Several years ago, a newbie Heathen I tangentially knew online made grand proclamations on my personal Facebook page about wearing a safety pin as a sign of being an ally to victims of racism. This was in the early days of performative online allyship, when it was becoming increasingly trendy to change profile pic frames to stand with things or stand against them. This very white and very middle-class newbie was very serious about the power of the pin and the meaningfulness of declaring allyship.
When a black musician asked if the pin signified that the wearer could be depended upon to jump in and start punching neo-Nazis assaulting him on the subway, to take meaningful physical action in a moment when American racism takes raw physical and bloody form, to really be an ally at a time when lives are actually at stake and allies are desperately needed, to move from self-congratulatory hashtaggery to self-endangering reality, the newbie Heathen made a bunch of protesting noises and deflated like a helium balloon with a hole in it.
I sometimes think about that interaction when I wonder about the value of religious responses to crimes by those who fear no law or lawgiver. The wearing of the ally pin was so clearly and obviously a purely symbolic act with psychological and (in some circles) social benefits for the wearer but no real-world results at all for those who were declared the beneficiaries of the supposed allyship. It ended up becoming a symbol of inaction and self-congratulation. Can we say anything different about the religious responses within our walled-off rituals?
The Witches’ curses haven’t put a single member of the former administration in jail. The offerings haven’t led to any indictments. The speeches at blót haven’t stopped a single bomb from falling in Eastern Europe or a single plutocrat from doing whatever in the world he pleases.
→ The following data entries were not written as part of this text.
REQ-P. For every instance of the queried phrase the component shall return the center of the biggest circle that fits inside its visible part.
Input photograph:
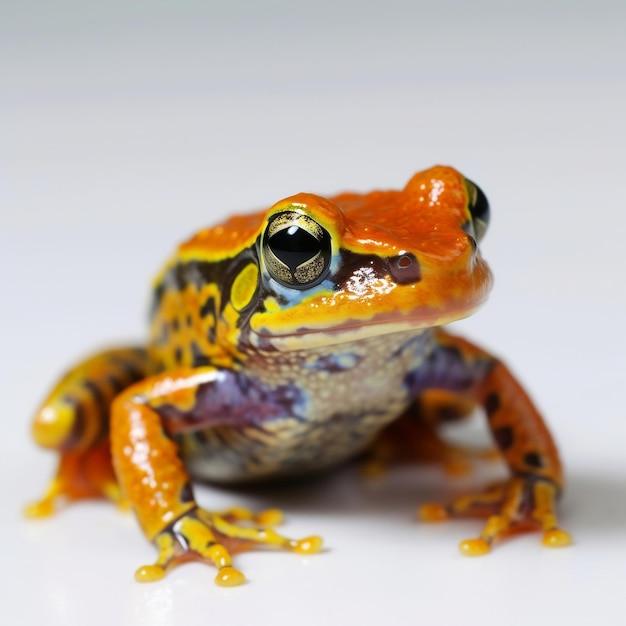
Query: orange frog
(285, 342)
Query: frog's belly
(284, 447)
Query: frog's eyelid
(294, 228)
(478, 206)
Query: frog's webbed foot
(516, 505)
(213, 537)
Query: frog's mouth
(352, 330)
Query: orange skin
(247, 330)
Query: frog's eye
(478, 208)
(296, 250)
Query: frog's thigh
(73, 420)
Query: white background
(125, 126)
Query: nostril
(405, 269)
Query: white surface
(125, 126)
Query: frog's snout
(405, 269)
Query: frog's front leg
(74, 421)
(144, 420)
(527, 499)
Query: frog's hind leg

The consequences for the powerful are as sparse on the ground after the curses, offerings, and speeches as they were before.
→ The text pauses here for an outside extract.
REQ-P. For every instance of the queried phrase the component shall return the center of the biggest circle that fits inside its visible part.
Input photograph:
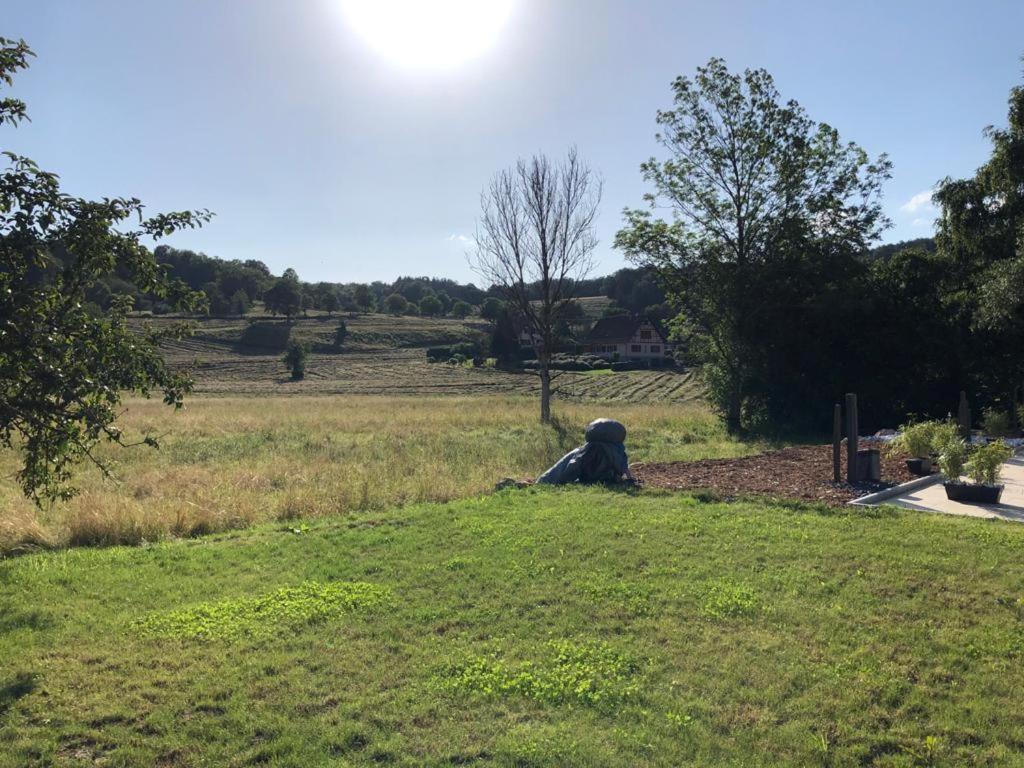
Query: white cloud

Determination and innovation
So what are we doing here? Are we just comforting ourselves in a bewildering world in which we have no real power? Yes, self-expression and healing are truly important when surrounded by inequality and oppression, but is that as far as it goes?
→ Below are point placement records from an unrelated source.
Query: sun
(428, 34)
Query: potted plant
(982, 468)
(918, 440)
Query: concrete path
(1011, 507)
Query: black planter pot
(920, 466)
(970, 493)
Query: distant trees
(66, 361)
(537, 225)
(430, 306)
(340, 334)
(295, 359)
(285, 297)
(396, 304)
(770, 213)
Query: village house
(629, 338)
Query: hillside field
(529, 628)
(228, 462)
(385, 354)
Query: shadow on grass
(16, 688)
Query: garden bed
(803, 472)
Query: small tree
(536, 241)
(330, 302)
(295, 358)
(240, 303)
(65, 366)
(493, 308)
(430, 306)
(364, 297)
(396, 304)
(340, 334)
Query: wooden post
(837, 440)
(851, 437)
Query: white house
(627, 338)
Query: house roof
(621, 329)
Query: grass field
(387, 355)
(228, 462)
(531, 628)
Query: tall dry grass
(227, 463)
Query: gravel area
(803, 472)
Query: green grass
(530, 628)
I don’t have all the answers, but I do know that I don’t want to pat myself on the back for putting on a safety pin. I want what we do to have real-world effects that challenge the hegemony of the powerful.
The question I always come back to is one of connecting our religious beliefs and practices to action in the world. We do these things in ritual, and we take actions in the sociopolitical world we live in. It’s the bridging of the two that is key – the building of bridges between what we do in the circle and in the world.
Will anything happen?
If we want to answer that bothersome question with a resolute and resounding yes, if we want there to finally be consequences in the here and now, then we must build those bridges.
Aside from the old standbys of increasingly questionable efficacy in this bizarre era we live in – the public protest and the participation in elections controlled by two corporate parties – what is the path that leads from determination within a religious setting to real results in the world outside of that setting? Hashtivism long ago degenerated into ineffective self-parody, and the leaders we elect while hoping for consequences quickly settle into the same traditional dramatic roles and make grand speeches while letting the worst offenders do as they damn well please.
Will anything happen?
It will only happen when we find a way to let our determination drive our innovation and our allegiance to the Old Way illuminate a new path forward – a path that may, finally, lead to real consequences.